- Data di pubblicazione
- 28/05/2025
- Ultima modifica
- 28/05/2025
“I mangiatori di patate”. Nel buio del Lazzaretto, la catastrofe secondo Castellucci
La produzione Societas alla Biennale di Venezia, dal 31 maggio al 15 giugno
Un grappolo di figure emerge dal buio, compatte come ombre scavate nel carbone. I loro corpi ricordano i minatori del Borinage o i contadini di Van Gogh. In un’atmosfera sonora fatta di fragori, ronzii, pulsazioni, prendono forma nel Lazzaretto Vecchio, nell’isola protetta al centro della laguna veneziana. È qui, tra le pareti in penombra, che Romeo Castellucci torna a confrontarsi con la catastrofe e il linguaggio, nel nuovo lavoro I Mangiatori di patate, presentato in prima assoluta sabato 31 maggio alla Biennale di Venezia, su invito del nuovo direttore della sezione Teatro Willem Dafoe.

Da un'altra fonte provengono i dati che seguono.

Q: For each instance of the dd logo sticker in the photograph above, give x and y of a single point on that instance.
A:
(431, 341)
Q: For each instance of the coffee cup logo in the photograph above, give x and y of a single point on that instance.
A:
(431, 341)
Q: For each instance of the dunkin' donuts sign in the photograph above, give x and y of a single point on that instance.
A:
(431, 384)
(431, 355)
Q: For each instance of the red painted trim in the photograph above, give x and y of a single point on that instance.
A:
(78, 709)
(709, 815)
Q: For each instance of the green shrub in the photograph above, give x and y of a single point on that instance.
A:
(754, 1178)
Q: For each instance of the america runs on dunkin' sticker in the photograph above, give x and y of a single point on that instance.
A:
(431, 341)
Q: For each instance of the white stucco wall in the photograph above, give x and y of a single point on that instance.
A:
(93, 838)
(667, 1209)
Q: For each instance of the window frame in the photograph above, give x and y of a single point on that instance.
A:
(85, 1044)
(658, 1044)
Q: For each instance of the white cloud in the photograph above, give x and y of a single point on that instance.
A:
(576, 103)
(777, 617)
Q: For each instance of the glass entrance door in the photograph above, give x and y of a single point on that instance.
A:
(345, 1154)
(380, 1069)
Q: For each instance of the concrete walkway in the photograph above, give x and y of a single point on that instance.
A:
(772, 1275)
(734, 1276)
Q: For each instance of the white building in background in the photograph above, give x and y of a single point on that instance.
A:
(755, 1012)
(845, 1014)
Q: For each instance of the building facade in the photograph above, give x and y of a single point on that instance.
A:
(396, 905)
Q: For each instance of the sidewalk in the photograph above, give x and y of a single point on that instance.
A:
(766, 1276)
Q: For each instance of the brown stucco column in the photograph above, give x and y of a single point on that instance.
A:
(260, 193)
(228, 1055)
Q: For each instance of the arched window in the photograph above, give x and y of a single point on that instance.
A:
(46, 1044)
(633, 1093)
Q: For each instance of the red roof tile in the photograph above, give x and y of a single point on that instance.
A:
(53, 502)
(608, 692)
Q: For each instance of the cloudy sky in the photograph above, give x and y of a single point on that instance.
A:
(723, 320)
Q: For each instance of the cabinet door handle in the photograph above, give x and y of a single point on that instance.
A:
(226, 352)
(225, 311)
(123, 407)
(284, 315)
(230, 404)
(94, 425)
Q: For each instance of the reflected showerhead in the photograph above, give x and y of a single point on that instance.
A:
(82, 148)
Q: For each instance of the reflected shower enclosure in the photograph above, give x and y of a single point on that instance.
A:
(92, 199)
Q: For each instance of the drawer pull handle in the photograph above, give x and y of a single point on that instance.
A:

Il titolo richiama direttamente il celebre dipinto di Vincent Van Gogh, e come nell’opera pittorica anche in scena si avverte una densità materica, una sospensione arcaica. Le figure sono colte in un’azione rituale e perturbante, che avanza come eco di eventi già accaduti o temuti. Nello spazio scenico, Castellucci costruisce un’esperienza percettiva radicale, che si fa “esperienza della catastrofe”, in cui “caduta o emersione dal pozzo dell’abisso coincidono”. Ed è proprio lì, in quella soglia tra collasso e rivelazione, che avviene ciò che il regista definisce “la scoperta prodigiosa: la perla opaca del linguaggio”.
I Mangiatori di patate è un lavoro corale che coinvolge anche la musica e le voci di Scott Gibbons e Oliver Gibbons, con la drammaturgia di Piersandra Di Matteo. In scena, Luca Nava, Sergio Scarlatella, Laura Pante, Vito Ancona, Jacopo Franceschet, Marco Gagliardi, Vittorio Tommasi e Michela Valerio. La performance – della durata di circa 50 minuti – sarà replicata quotidianamente (tranne il lunedì) fino al 15 giugno, con doppio orario alle 15 e alle 17, nella suggestiva cornice dell’Isola del Lazzaretto Vecchio, sito protetto FAI. La produzione è firmata Societas, con la coproduzione della Biennale di Venezia.
La relazione tra Romeo Castellucci e Willem Dafoe risale al 2016, quando l’attore statunitense fu protagonista del suo spettacolo The Minister’s Black Veil – opera la cui ripresa è prevista per il prossimo anno. Per il suo primo anno alla guida del settore Teatro della Biennale, Dafoe ha scelto di riaffidare a Castellucci un nuovo progetto, riconoscendo in lui una delle figure centrali del teatro contemporaneo europeo. Romeo Castellucci è noto infatti a livello internazionale per aver fondato un teatro che integra la totalità delle arti – musica, architettura, luce, gesto, voce – in una percezione unitaria dell’opera. Le sue creazioni, ospitate in oltre sessanta Paesi, hanno radicalmente ridefinito il rapporto tra scena e spettatore, ridefinendo il concetto stesso di drammaturgia visiva. Le sue opere, complesse e stratificate, ribaltano la centralità del testo e propongono una forma teatrale immersiva e autonoma rispetto alla narrazione.